Felipe VI, the king of Spain, used his speech at the conference of ambassadors — which, over two days, brought together the heads of Spanish diplomatic missions worldwide in Madrid — to warn about the risk of “dismantling” the transatlantic link between Europe and the United States and the consequences this would have. After acknowledging that maintaining this link currently requires “great patience and diplomatic courage,” in an implicit reference to the unpredictable and arbitrary behavior of U.S. President Donald Trump, Felipe VI stressed that it is an “indispensable framework […] that emerged from the ashes of the Second World War” and has fostered the flourishing of democracies, stability, growth, and the development of multilateralism.
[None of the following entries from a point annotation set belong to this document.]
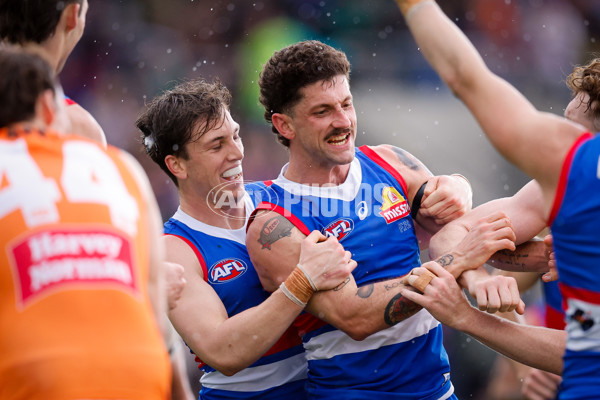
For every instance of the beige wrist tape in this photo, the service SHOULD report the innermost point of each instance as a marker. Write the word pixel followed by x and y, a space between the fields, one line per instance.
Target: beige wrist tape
pixel 297 287
pixel 422 280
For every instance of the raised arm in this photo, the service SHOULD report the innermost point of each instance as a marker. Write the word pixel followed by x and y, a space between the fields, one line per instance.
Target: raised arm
pixel 524 209
pixel 535 346
pixel 358 311
pixel 445 197
pixel 232 344
pixel 531 136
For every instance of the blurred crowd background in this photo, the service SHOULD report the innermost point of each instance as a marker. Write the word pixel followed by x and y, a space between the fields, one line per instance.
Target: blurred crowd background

However, he warned that preserving this bond “is a shared responsibility,” one that “demands mutual loyalty, reciprocal trust, a vision for the future, and respect for the ‘rules of the game’ which, always subject to improvement, are the norms of international law.” Although he did not explicitly name Washington, his words constitute a veiled rebuke of the Trump administration’s recent decisions, including the military intervention in Venezuela.

“We all lose out from the erosion of this bond,” he insisted, alluding to the U.S.-European relationship. “And I don’t want to raise here what the hypothesis of its total dismantling would mean for everyone.”

The king, who ascended the throne in 2014 after his father’s abdication, began his address by announcing the release of five Spanish citizens detained in Venezuela and calling for “a genuine, peaceful, inclusive, and sovereign transition, respectful of the free and independent will of the Venezuelan people, to begin as soon as possible, with guarantees.” He emphasized that the Venezuelan people “must be the sole protagonists of their own destiny.”